I call my dissertation “Janabai and her Disciples” because in bhakti usually, it is difficult to differentiate between the saint figure and his/her disciples, a phenomenon which becomes quite evident in the mythology surrounding Janabai. However, Janabai’s case becomes further complex as her discipleship overlaps with her social position as a dasi or a servant. Possibly for this reason—that she served as a dasi, she is associated with the shudra varna, the fourth and last class of Indian social order where the Shudras primarily exist to serve the upper classes such as Brahmans, Kshatriya, and Vaishyas. My research shows that the explicit mention of Janabai as a shudra woman did not happen until the 90s. I suggest that the transposition of the terms dasi and shudra happens as a result of the act of translation, in this case, translation means anuwad or speaking after. In this sense, I refer to every person who engages with Janabai after her time as her disciple.
Further, my research discusses Janabai’s contemporary presence in the domains of social media and the setting of professional performance. In this context, I demonstrate how the boundaries between a student/disciple and a teacher or guru are blurred. I suggest that this is a form of translation in which a disciple becomes their own guru too. Occupying such a dual position–between the ‘source’ and ‘targeted’ culture–is again a role that a translator plays. In Janabai’s case, the practice of such translation becomes further complicated and more like translation as she chose her guru. And yet, the guru may or may not have paid attention to her, quite like the manner in which most translators choose the texts they wish to translate and the text they wish to translate has no cognizance of them. Translation and bhakti both then become purely acts of love and faith.

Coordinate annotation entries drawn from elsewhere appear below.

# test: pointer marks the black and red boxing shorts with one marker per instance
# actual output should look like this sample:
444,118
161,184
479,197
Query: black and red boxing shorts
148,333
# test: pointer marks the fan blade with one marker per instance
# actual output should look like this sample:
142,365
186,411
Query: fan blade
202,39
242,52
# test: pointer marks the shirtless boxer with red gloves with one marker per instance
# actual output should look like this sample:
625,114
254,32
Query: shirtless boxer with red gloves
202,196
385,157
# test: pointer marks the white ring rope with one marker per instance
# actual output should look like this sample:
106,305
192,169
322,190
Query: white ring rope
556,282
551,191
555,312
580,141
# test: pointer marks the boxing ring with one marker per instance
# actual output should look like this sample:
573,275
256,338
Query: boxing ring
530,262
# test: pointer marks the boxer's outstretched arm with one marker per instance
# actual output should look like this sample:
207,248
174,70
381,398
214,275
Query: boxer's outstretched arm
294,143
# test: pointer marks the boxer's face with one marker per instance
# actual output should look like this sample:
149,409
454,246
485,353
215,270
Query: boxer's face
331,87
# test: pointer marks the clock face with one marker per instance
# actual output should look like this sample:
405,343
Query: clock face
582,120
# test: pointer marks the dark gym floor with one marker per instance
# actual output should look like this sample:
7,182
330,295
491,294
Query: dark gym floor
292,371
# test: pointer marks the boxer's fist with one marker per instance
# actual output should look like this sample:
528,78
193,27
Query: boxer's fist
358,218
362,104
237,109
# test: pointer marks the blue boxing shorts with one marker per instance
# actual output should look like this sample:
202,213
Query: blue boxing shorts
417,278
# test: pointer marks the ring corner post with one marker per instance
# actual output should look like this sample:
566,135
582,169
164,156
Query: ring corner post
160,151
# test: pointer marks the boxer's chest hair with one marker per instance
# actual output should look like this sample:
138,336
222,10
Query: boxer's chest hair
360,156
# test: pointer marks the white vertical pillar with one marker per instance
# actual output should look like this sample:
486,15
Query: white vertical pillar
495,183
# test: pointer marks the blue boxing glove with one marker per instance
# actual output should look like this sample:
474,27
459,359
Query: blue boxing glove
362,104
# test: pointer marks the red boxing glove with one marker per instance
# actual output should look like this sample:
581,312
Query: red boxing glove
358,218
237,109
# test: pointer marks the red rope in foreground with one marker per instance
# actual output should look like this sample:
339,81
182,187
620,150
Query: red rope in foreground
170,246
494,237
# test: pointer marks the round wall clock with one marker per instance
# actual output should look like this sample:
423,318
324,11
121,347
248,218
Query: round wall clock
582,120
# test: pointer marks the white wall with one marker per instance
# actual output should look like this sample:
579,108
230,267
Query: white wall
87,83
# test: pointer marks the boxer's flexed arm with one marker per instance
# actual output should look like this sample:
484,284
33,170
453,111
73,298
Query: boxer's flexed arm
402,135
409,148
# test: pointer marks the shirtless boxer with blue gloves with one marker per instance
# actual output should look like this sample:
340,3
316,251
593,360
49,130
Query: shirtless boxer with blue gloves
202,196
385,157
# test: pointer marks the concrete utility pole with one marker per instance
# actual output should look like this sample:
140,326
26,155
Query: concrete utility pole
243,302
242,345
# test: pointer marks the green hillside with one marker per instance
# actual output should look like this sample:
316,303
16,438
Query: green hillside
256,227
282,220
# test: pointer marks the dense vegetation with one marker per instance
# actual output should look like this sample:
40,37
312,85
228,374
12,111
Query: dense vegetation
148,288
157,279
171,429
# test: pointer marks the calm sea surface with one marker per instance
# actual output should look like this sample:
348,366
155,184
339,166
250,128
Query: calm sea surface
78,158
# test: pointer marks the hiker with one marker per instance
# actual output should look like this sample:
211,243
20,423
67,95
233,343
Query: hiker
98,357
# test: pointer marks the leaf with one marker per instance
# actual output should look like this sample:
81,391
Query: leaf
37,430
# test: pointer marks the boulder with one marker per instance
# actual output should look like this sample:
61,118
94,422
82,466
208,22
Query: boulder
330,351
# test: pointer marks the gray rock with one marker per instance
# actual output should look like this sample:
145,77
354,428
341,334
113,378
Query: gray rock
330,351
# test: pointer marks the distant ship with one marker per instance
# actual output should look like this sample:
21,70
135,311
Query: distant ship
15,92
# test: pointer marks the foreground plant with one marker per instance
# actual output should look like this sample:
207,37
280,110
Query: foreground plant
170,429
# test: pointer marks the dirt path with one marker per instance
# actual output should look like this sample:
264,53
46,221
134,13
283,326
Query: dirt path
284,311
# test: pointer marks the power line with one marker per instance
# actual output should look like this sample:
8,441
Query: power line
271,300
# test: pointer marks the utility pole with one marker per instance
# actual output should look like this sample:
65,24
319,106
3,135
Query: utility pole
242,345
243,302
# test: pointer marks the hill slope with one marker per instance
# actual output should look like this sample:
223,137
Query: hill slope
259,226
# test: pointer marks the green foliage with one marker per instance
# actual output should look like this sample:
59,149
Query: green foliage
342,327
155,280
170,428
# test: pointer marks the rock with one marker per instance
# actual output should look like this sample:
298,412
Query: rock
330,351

In thinking about the language of Janabai’s poetry I engage with the idea of untranslatability. Here, I discuss how the subject of her translation is beyond the definition and/or meaning. Her translation stems from longing for her god. Longing assumes absence or distance, quite like her relationship with her guru. This longing is translated through her physical labor which gets translated to her art, her poems, and songs that allow her to transcend the closed space of the domestic and for god to step into her home. This two-way translation or transition in which Janabai and god both undergo a sort of movement from/in their respective spaces suggests Janabai’s aspiration to grow beyond her.
Primarily then, my research engages with the idea of learning in Janabai’s poetry through different modes of translation. It has been my intention to place her in the intellectual tradition, not just the religious one; thus, I have deliberately tried to foreground her persona of a learner, as someone who inspires learning through her own aspirations.
My work and Janabai herself are situated at the intersection of caste, gender, and learning. Janabai is probably the only Shudra woman saint of the Maharashtra Vitthal bhakti tradition. Thus, one of the key contributions my research makes is to place her as an intellectual in the feminist discourse through sustained engagement with her corpus while also juxtaposing translation and bhakti. In that sense, I, along with Janabai, inhabit a space at the intersection of intellectual, embodied, and religious, which all together define spiritual in Janabai’s case.